Randy Pausch: An Incredible Outlook

 

Editor's Note: This article first appeared in the Spring 2008 issue of Caring4Cancer magazine.

In September 2007, computer science professor Randy Pausch, 46, stepped before an audience at Carnegie Mellon University to deliver his “Last Lecture,” an exercise that challenges professors to give the final talk of their lives. In his case, the challenge was real. Randy has advanced pancreatic cancer. His talk on “Really Achieving Your Childhood Dreams” offered a unique combination of autobiography, life lessons, humor, and zest for living—and yet his real audience, Randy noted in closing, was his three small children, ages 5, 2, and 1.

The “Last Lecture” quickly became an Internet phenomenon, with more than 6 million people viewing it or excerpts online. On Dec. 21, 2007, Caring4Cancer spoke with Randy during his daily hour-long bike ride. Randy’s inspiring outlook has touched so many lives—and we hope it will touch yours.

Cultivating a Positive Outlook

“There are circumstances that you get dealt, and you can like them or not like them, but you can’t change the fact that that’s what’s presented to you,” Randy says. pausch-caption“Cancer is just a more extreme version of that.”

“How I spend my time is going to have a big impact on my wife and my children,” he adds, “and that is tremendous motivation to not sit around and cry in my corn flakes.”

That’s not to say he doesn’t cry—in fact, Randy says that crying provides an essential emotional release for him and his wife, Jai. But he also has deliberately chosen to enjoy his present good health and make memories for his family. To maintain this positive outlook, Randy believes in exercising every day and eating well, spending time with his three children while also carving out time to be alone with his wife, and pursuing activities for the sake of pleasure, such as tinkering with computers.

Although initially skeptical, Randy also believes in working with a professional counselor. He notes that seeing a professional counselor has been a “real blessing” as he and his wife deal with everything from the anxiety of imaging scans to changes in relationships with family and friends.
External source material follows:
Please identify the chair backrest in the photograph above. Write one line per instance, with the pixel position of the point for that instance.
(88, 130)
Relating with Family and Friends

“Cancer amplifies who people are and how they behave toward you,” Randy says. “Nobody wants to make your life harder and nobody wants to be a jerk, but they don't know how to respond. As ironic as it sounds, you're going to have to gear up for forgiveness, or at least understanding.”

And some people will surprise you in a positive way—making specific suggestions for how they can help out, or knowing to bring prepared meals in containers that don’t have to be returned. Cultivating a sense of optimism—being a Tigger rather than an Eeyore, to use terms Randy draws from the classic Winnie the Pooh story—helps draw in people who want to help you, which makes life easier for everyone.

Still, when dealing with family and friends, Randy advises that it’s OK to be selfish. He insists that loved ones enjoy their visits with him and grieve on their own time: “If I ain’t crying, you ain’t crying,” he tells them. Randy also appointed a “gatekeeper” to act as a central communications contact and set up a website to provide updates, things he recommends that all people with cancer do.

Essential: Having a Plan

Randy believes that you need to “hope for the best, but prepare for the worst.”  He
stresses that while he does have hope, “hope is not a strategy.”

He says that he can enjoy his time with his family now because he and his wife Jai took the time early on to put a realistic plan in place. Randy admits that having those conversations was difficult though.

“I have in no way given up,” he observes. “But my wife and I came up with a game plan when I was diagnosed, and when the cancer metastasized, the game plan became operational.” One key step in the plan was to move his family from Pittsburgh to Virginia, so Jai could be closer to her family.

“You have to have those conversations,” he insists. “It’s like that time you bought car insurance or life insurance—you just got it done, and you didn’t spend a lot of time thinking about the outcome. I have a responsibility to fulfill for the people who depend on me.”

Click here to view the Randy Pausch video.
 

Randy’s Key Steps to Living Well
1. Choose to enjoy every day and have fun with family and friends.
2. Keep a sense of humor.
3. Assign a time and a place to crying in order to release emotions.
4. Make time for activities that give you pleasure.
5. Carve out quality time with your spouse or partner.
6. Lead a healthy lifestyle—sleep, exercise, nutrition—to keep your spirits up.
7. Accept help, tell people what you need, and appoint a communications “gatekeeper.”
8. Take advantage of professional counseling.